Today’s physicians, Stiller said, likewise welcome conversations to define a patient’s wishes.

“We actually deal with physicians who are in moral distress because families want everything done,” said Schatz, even when additional procedures are futile. These doctors are asking, “Is it ethical to keep doing everything medical technology can do?”

“Doctors want to fix people,” Stiller said. “And we have a culture where we want to get fixed. We want to get better. It’s good to fight. It’s good to be cured. But what’s evolving in medicine is what if it’s not working as well. There comes a time when we’re not fixable. We’re just patchable.”

So is it possible for people to decline some of the things technology can do?

“Yes,” said Stiller. “You can say, ‘No thanks.’ That’s where medicine is evolving. To where you can have the conversation.”

To help patients and their families have these conversations, before a crisis strikes if possible, Providence encourages the use of the “Five Wishes” booklet, which enables people to write down their preferences on a signed and notarized statement.

Dr. Bob Bray, medical director at Hospice of Spokane, said it’s not as hard for people to outline their preferences as they might think: “People actually do know what they want to do.” What’s needed, he said, is “having the opportunity to talk out their thoughts: Who do I want to make decisions for me if I can’t?
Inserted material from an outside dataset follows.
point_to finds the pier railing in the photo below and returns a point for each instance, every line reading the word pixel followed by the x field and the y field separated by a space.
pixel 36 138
And what decisions do I want them to make?”

As Bray spoke, in a warmly furnished living room at the nonprofit organization’s modern facility on Spokane’s South Hill, 273 people were using Hospice of Spokane services: counseling, support, and nursing care with a focus on comfort. Hospice does nothing to hasten death, Bray emphasized. It aims to help loved ones be close and say goodbyes, as they walk through the journey together. Most hospice clients live at home. Only a comparatively small number stay in the facility’s 12 well-furnished suites.
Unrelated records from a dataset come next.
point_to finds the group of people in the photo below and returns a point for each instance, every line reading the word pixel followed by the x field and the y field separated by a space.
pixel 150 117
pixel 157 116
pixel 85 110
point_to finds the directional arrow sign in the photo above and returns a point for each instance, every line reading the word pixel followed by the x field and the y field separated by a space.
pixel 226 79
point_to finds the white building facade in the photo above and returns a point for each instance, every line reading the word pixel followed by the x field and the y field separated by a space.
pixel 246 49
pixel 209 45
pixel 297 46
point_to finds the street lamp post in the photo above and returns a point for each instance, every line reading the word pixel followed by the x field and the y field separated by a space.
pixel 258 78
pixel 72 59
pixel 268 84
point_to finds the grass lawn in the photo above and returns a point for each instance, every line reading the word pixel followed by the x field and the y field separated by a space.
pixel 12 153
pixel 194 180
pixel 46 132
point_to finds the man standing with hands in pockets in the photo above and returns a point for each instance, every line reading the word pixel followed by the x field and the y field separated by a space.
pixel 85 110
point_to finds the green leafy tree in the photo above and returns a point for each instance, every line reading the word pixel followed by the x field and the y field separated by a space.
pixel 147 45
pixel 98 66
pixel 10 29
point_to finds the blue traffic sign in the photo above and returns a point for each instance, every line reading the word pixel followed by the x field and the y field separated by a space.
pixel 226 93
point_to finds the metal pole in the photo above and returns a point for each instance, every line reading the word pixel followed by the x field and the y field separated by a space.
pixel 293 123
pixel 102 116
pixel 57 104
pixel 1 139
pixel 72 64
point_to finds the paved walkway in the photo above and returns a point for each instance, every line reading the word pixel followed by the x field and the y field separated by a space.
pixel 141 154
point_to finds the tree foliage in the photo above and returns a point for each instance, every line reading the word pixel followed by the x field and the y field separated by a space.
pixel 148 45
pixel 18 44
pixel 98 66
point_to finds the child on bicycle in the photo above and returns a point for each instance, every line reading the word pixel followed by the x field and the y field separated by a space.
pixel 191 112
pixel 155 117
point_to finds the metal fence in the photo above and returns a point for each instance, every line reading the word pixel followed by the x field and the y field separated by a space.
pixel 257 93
“The culture of medicine is slowly evolving,” Stiller said, “to a culture where we are caring for the whole person. Recognizing that although technology is wonderful and can do great things, we cannot at all times prevent someone from dying. Dying is natural and happens to us all. You can define what it means to have a good end of your life. You can have a good end of your life. It doesn’t have to be terrible.”